Years ago, while five months pregnant with my first child, I sang at a fellow graduate student's wedding. (In retrospect, I'm not sure what she was thinking when she asked or what I was thinking when I agreed to warble my second-trimester-breathless way through "Jesu Joy of Man's Desiring." I can only hope that they've edited out that portion of their wedding video). As a thank-you, she gave me a lovely antique lace doohickey and a wonderful book: The Call of Stories: Teaching and the Moral Imagination by Robert Coles, PhD.
One might easily think that Coles, a psychologist whose work has centered on early learning experiences, would discuss how important stories are to being human - but because he's Robert Coles, he goes a step further and connects "being human" to making moral choices. His thesis (very loosely stated), based on work with professional and graduate students, is that readers use stories as a way to think about their own moral decisions - sometimes reaffirming correct ones, sometimes rethinking others.
This adds an entirely new dimension to a debate that has gone on for decades, if not centuries, between people who believe that a story's a story and people who believe that a story is important only if it's couched a certain way. Recently this debate has been added to by a blog post here that I responded to here.

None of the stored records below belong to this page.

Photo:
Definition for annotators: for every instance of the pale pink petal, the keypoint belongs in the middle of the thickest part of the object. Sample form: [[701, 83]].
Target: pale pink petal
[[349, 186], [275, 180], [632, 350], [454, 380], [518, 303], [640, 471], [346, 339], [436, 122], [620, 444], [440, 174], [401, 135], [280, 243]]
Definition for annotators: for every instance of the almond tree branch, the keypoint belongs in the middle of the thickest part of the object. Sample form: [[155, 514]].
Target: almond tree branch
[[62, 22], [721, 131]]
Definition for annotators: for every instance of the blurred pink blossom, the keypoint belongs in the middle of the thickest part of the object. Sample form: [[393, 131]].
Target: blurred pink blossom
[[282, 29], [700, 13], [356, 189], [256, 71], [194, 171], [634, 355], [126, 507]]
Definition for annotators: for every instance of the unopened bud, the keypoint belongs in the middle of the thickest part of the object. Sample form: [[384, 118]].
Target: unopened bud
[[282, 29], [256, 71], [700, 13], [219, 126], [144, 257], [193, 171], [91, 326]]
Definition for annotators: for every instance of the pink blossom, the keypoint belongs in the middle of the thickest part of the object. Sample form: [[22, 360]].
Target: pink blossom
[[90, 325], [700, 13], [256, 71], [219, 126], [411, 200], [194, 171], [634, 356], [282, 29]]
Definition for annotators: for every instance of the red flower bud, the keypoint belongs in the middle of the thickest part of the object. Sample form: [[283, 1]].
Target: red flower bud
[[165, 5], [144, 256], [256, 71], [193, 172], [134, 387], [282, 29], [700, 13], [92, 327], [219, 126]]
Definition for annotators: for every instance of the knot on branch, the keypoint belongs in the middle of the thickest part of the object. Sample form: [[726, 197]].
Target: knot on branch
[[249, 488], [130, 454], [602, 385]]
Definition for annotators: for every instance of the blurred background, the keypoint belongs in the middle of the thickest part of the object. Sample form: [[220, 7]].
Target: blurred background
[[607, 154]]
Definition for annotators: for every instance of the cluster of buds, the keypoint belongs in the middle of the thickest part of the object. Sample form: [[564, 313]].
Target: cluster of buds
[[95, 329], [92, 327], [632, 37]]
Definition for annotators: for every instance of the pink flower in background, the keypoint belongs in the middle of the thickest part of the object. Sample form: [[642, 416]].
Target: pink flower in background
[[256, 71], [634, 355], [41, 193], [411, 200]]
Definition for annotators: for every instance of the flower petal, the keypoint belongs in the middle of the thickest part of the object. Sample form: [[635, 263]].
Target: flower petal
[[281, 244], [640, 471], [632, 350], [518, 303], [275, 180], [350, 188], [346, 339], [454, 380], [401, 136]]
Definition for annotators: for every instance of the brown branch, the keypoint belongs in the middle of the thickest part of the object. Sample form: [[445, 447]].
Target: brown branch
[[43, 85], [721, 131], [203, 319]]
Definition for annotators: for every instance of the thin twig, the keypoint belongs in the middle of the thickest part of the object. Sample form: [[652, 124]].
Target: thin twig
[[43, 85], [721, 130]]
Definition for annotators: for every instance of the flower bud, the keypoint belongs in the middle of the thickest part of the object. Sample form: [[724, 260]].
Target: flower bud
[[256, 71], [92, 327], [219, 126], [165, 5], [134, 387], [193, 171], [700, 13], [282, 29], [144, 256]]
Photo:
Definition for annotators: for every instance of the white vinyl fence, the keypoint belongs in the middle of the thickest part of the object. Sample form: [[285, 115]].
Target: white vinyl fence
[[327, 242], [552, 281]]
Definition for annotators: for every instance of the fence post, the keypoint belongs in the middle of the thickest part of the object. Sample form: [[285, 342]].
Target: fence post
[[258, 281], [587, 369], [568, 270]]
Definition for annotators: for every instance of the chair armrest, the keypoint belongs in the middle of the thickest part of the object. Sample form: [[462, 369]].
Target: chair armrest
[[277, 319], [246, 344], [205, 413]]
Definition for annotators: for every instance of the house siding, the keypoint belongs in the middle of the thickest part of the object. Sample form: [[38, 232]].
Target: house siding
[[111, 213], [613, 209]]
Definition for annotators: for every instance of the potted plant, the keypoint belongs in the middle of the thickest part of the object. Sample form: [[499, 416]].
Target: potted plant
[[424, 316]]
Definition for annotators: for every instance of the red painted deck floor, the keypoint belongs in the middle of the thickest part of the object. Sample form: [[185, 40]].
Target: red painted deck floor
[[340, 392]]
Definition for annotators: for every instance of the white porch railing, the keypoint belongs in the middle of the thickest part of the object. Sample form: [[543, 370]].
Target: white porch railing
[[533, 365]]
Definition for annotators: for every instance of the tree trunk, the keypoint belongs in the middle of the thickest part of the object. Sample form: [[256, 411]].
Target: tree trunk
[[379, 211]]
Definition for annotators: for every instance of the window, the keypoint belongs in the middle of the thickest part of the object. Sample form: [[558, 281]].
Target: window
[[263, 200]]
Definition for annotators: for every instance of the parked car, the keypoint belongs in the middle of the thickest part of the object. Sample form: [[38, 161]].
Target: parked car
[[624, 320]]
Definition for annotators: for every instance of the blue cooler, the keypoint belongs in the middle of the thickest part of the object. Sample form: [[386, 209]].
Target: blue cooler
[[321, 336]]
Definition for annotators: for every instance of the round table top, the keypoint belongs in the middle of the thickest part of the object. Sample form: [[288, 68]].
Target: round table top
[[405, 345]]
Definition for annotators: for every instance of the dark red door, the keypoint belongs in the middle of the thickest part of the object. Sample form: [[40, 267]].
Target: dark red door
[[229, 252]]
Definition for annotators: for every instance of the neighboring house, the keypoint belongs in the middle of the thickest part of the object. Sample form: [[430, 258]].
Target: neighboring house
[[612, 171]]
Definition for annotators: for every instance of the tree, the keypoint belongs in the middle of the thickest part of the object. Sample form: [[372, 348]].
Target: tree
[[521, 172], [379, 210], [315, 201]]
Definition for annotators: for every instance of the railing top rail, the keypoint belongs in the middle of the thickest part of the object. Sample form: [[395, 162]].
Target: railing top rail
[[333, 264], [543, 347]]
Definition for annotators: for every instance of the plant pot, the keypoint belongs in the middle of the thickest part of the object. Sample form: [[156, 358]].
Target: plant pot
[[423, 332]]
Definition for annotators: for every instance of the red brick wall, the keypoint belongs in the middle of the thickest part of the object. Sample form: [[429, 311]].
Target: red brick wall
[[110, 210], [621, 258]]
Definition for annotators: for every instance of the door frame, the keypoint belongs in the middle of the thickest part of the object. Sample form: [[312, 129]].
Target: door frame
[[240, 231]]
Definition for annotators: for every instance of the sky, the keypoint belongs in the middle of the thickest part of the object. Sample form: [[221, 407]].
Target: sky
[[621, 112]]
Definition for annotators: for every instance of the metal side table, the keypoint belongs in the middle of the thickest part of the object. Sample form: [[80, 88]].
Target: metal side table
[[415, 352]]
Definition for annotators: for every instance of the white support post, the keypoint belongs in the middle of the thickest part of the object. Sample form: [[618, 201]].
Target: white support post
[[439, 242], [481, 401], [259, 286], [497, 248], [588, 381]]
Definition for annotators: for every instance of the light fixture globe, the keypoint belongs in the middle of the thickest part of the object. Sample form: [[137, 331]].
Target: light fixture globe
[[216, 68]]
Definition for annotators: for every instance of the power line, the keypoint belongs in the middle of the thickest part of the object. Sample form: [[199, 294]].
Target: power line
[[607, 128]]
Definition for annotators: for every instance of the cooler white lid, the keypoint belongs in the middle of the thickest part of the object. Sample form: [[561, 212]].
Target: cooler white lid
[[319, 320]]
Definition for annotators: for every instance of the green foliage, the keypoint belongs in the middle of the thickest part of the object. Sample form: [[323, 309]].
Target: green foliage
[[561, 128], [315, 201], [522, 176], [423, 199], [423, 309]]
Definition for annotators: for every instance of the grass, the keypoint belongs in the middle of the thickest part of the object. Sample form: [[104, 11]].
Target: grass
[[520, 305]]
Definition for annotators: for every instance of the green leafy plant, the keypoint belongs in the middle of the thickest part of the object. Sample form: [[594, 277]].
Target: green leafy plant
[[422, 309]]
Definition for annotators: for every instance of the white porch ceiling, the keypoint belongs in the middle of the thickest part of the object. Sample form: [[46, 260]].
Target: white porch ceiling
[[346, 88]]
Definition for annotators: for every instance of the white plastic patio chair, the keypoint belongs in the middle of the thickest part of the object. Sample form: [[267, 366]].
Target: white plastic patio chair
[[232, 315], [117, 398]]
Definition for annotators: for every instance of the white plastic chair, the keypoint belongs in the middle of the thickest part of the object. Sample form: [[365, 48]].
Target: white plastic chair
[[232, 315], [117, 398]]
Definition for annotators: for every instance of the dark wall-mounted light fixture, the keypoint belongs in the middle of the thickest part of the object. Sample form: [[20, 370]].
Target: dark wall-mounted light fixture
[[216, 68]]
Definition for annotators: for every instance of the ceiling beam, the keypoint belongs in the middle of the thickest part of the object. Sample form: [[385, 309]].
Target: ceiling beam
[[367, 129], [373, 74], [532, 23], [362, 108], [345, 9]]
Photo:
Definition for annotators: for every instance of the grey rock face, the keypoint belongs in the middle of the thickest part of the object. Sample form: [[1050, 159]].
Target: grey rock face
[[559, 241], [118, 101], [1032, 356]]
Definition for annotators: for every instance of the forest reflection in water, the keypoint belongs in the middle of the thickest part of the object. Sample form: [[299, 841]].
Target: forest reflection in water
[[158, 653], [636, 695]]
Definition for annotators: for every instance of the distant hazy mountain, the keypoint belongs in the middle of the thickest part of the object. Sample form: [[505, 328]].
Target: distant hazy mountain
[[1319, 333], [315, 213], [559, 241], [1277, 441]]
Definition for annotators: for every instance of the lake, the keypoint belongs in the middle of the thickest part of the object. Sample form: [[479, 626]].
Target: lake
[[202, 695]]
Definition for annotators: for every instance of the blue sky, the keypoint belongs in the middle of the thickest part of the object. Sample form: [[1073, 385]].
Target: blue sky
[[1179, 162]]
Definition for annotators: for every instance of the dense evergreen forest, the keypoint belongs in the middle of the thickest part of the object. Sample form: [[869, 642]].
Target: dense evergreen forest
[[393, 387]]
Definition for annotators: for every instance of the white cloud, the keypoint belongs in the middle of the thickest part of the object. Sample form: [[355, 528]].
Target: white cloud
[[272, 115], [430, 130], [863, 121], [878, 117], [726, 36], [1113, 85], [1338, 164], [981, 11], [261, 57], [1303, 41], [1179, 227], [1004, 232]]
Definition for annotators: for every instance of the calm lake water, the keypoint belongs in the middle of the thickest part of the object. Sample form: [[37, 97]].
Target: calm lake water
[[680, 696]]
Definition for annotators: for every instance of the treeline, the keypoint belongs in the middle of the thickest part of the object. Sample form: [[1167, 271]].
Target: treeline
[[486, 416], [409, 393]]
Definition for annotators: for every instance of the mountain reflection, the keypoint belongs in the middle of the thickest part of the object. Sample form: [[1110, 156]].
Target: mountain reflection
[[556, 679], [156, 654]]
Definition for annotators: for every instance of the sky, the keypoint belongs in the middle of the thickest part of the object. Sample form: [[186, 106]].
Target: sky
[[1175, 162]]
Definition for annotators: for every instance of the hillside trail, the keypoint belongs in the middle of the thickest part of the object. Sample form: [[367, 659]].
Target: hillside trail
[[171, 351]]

However, neither of the above-linked posts mentioned this Colesian idea directly, and I think it's worth bringing in to the discussion. If part of the "call of stories" is to help everyday people think about moral choices, does this mean that we should (as the first blogger, Sonya Chung, believes) push them towards finer literature that often includes more ambiguity about moral choices (not that the best literature is necessarily ambiguous about those choices in the end)? Or should we allow them, as I posit, to find books that speak to them and their circumstances?
I suspect that the answer is a combo platter, but I also suspect that it will be a far tastier dish if lots of people weigh in with their thoughts. I know, for example, that one of the reasons I can't get enough of very traditional detective novels (e.g., P.D. James) is because the central "inspector"character functions so beautifully as a moral authority.
Which books or authors call to your moral center?